- in 2013
- Born: 19 June 1927 Barcelona
- Died: 21 November 2014 (aged 87) Barcelona

= Carmina Virgili =

Spanish geologist (1927–2014)

Professor Carmina Virgili or Carmina Virgili i Rodon (19 June 1927 – 21 November 2014) was a Spanish professor in geology and a politician.

==Life==
Virgili was born in Barcelona on 19 June 1927. She was the youngest of two children born to Guillem Virgili and Carme Rodón Pelegri. Her mother was a pharmacist who sometimes taught in the school of agriculture. During the Spanish Civil War, they lived in the province of Barcelona in the town of Igualada.

Virgil entered the University of Barcelona where she took the geographer Salvador Llovet as a mentor. She was a keen student who had the active support of her family. After gaining an honours degree in Natural Science in 1949 she went into teaching at schools in the area of the Catalan county of Vallès. Whilst she was teaching she co-authored an introductory textbook for the natural sciences. This book was successful and ran to many editions.

In August 1953 Barcelona university created a degree in Geology which they separated from the subject of Natural Sciences. Virgili joined the new department.

She gained a doctorate in geology in 1956 at the University of Barcelona. In 1963 she became the first woman professor at the University of Oviedo. She was the third woman to become a professor in Spain. She was the first Dean in 1977.

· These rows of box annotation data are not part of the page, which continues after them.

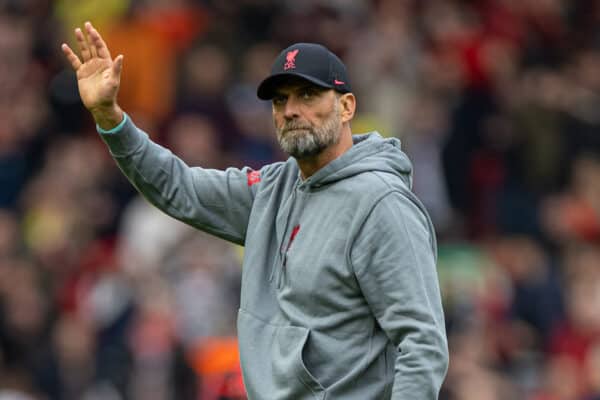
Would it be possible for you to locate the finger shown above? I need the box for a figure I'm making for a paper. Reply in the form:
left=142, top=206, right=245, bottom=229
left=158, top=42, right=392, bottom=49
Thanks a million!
left=89, top=24, right=112, bottom=59
left=112, top=54, right=123, bottom=77
left=75, top=28, right=92, bottom=62
left=60, top=43, right=81, bottom=71
left=84, top=22, right=98, bottom=58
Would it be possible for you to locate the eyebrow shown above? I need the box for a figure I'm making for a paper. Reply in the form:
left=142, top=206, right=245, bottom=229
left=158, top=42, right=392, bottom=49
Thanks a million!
left=273, top=83, right=329, bottom=97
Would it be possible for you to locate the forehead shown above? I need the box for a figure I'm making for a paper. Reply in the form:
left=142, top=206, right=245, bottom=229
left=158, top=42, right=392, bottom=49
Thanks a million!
left=273, top=76, right=331, bottom=95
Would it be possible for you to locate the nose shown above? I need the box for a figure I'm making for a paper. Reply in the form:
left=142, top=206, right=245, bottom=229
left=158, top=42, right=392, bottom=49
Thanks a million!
left=283, top=96, right=300, bottom=119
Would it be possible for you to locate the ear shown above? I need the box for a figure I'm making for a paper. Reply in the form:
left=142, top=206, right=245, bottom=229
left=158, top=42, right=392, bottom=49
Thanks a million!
left=339, top=93, right=356, bottom=122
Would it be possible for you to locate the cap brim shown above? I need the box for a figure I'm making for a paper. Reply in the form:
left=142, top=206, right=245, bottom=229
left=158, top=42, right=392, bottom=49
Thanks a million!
left=256, top=72, right=333, bottom=100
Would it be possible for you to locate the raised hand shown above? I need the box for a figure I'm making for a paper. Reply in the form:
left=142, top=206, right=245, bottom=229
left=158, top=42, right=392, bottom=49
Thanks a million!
left=61, top=22, right=123, bottom=129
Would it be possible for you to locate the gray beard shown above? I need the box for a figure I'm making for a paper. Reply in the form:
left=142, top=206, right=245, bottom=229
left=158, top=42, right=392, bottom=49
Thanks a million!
left=277, top=107, right=342, bottom=159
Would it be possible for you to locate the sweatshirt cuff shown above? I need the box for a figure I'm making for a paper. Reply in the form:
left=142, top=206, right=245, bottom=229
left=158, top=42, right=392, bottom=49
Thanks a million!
left=98, top=114, right=148, bottom=157
left=96, top=113, right=128, bottom=134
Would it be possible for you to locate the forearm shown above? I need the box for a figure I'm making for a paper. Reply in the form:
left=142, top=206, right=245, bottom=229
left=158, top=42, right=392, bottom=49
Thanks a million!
left=90, top=104, right=125, bottom=131
left=100, top=118, right=253, bottom=243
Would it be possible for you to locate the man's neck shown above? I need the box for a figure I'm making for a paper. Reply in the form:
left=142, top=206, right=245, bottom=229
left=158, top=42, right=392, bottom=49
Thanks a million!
left=296, top=132, right=352, bottom=180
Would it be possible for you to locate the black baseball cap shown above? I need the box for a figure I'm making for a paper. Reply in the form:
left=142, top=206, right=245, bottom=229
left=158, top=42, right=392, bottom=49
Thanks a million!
left=256, top=43, right=352, bottom=100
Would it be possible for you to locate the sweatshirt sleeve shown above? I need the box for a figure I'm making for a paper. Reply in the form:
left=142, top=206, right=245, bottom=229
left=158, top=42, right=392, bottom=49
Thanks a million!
left=352, top=192, right=448, bottom=400
left=98, top=117, right=257, bottom=244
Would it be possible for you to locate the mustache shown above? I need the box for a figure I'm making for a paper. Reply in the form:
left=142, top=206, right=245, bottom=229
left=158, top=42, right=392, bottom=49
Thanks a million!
left=280, top=121, right=312, bottom=133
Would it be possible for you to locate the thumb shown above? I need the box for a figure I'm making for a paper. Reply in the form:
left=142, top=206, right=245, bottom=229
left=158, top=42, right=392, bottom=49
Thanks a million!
left=112, top=54, right=123, bottom=77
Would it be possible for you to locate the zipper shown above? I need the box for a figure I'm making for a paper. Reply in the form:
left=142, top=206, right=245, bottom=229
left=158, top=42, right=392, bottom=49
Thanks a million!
left=269, top=182, right=298, bottom=289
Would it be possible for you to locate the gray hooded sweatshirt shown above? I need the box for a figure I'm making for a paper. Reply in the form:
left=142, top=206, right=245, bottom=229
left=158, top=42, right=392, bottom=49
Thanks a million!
left=102, top=118, right=448, bottom=400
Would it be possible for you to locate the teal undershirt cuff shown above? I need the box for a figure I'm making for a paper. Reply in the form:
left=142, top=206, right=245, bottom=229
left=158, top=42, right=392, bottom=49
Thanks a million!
left=96, top=113, right=127, bottom=134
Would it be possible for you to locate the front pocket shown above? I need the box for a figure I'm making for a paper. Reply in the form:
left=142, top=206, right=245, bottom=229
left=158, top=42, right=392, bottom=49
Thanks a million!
left=238, top=309, right=325, bottom=400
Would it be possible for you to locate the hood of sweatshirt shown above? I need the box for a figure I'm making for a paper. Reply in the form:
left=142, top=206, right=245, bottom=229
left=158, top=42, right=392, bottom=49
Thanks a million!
left=304, top=132, right=412, bottom=188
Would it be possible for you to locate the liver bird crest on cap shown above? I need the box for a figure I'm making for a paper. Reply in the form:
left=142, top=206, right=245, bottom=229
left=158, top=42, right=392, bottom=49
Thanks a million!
left=283, top=49, right=299, bottom=70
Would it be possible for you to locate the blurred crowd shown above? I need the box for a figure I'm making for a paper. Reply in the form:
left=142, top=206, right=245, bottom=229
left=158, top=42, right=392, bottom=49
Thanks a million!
left=0, top=0, right=600, bottom=400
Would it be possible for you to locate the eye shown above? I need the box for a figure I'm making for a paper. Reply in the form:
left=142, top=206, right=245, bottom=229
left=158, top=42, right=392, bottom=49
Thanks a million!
left=272, top=95, right=286, bottom=106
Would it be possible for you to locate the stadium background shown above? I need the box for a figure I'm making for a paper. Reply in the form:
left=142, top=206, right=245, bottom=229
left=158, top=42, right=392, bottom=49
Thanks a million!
left=0, top=0, right=600, bottom=400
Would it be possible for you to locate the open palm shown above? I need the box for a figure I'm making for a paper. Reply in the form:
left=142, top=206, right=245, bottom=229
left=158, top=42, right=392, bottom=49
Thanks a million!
left=62, top=22, right=123, bottom=112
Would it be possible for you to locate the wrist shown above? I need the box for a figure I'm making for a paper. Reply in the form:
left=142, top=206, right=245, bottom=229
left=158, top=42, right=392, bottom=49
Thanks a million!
left=91, top=105, right=125, bottom=131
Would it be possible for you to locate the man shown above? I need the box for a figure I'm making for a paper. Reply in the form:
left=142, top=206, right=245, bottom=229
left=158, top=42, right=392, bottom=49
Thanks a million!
left=62, top=23, right=448, bottom=400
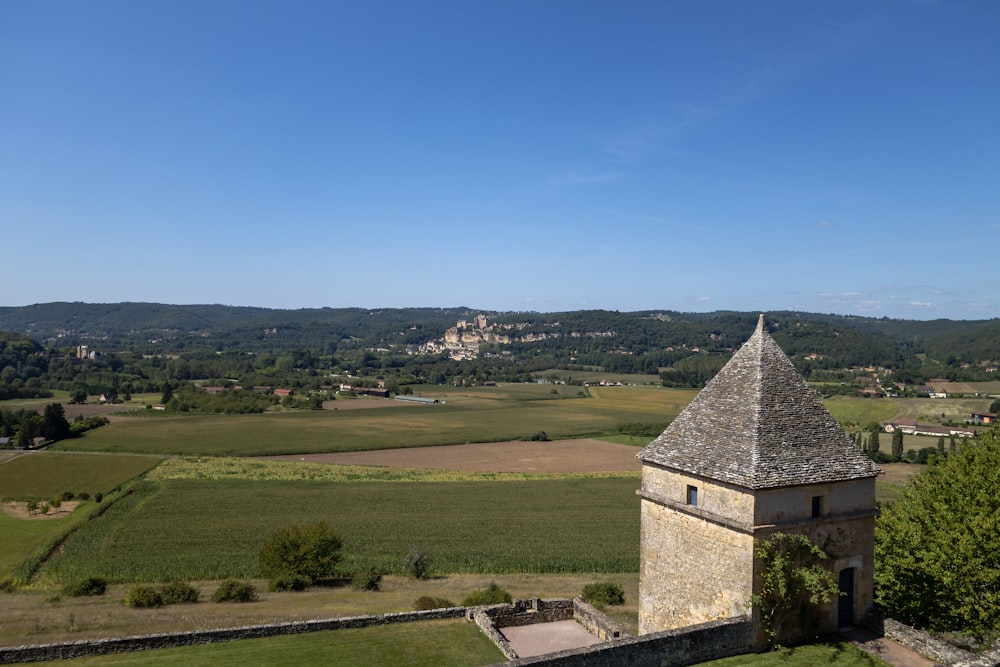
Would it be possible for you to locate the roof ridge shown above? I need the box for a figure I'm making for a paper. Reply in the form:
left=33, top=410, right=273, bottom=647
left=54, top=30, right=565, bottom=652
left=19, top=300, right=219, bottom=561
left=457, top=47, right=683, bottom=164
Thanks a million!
left=638, top=314, right=880, bottom=488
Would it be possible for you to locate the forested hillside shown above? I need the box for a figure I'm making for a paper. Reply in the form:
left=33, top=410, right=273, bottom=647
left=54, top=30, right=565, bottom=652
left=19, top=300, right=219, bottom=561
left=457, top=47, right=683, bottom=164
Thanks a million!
left=0, top=303, right=1000, bottom=404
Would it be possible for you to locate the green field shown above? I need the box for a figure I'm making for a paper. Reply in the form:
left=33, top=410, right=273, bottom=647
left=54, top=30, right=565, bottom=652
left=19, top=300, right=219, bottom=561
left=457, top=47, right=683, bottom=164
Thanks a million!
left=29, top=618, right=506, bottom=667
left=0, top=452, right=161, bottom=500
left=43, top=476, right=639, bottom=581
left=52, top=385, right=696, bottom=456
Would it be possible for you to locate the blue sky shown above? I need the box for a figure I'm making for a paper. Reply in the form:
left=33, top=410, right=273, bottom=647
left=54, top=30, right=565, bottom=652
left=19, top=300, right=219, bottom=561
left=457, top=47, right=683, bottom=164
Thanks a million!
left=0, top=0, right=1000, bottom=319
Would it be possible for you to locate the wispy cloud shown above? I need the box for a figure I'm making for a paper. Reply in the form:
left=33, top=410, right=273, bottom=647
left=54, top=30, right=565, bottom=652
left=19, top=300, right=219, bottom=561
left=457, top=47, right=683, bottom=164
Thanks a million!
left=552, top=171, right=622, bottom=187
left=605, top=209, right=702, bottom=231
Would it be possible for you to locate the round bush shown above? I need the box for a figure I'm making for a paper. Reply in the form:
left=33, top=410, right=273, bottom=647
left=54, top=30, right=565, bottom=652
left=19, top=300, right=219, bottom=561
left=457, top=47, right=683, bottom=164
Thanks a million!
left=583, top=582, right=625, bottom=607
left=260, top=521, right=343, bottom=583
left=351, top=567, right=382, bottom=591
left=403, top=551, right=431, bottom=579
left=125, top=586, right=163, bottom=609
left=268, top=574, right=311, bottom=592
left=462, top=582, right=513, bottom=607
left=413, top=595, right=455, bottom=611
left=212, top=579, right=257, bottom=602
left=160, top=581, right=201, bottom=604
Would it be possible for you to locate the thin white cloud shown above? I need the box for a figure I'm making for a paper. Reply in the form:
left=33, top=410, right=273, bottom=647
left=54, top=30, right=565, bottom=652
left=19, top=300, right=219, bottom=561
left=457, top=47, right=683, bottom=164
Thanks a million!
left=552, top=171, right=622, bottom=187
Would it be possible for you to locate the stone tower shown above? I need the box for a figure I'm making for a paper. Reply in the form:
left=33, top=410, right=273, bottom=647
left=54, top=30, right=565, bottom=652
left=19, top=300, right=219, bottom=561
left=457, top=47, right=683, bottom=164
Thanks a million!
left=638, top=315, right=881, bottom=637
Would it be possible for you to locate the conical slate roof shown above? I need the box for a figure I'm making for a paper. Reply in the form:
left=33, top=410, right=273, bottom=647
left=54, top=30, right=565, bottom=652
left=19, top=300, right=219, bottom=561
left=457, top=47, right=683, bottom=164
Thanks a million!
left=638, top=315, right=881, bottom=489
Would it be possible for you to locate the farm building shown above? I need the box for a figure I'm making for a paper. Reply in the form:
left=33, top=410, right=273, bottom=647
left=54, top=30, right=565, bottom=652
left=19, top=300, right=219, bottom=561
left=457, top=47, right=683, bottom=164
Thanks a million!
left=638, top=316, right=881, bottom=643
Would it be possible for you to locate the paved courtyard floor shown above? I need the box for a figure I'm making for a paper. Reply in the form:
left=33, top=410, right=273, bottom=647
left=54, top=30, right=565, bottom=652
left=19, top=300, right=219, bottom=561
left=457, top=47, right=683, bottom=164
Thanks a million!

From 1982 to 1985 she was Junior Minister for Universities and Research. From 1996 to 2000 she was a Socialists' Party of Catalonia senator active in commissions on euthanasia, risk assessment or Iberoamerican relationships.

In 2008 she was awarded an honorary doctorate from the University of Genoa. She wrote over 100 publications and she received numerous honours including a Gold Medal from the University of Barcelona in 2011 and emeritus professorship at the Universidad Complutense.

Virgili died in Barcelona on 21 November 2014. She died single, without children, and left her body to science.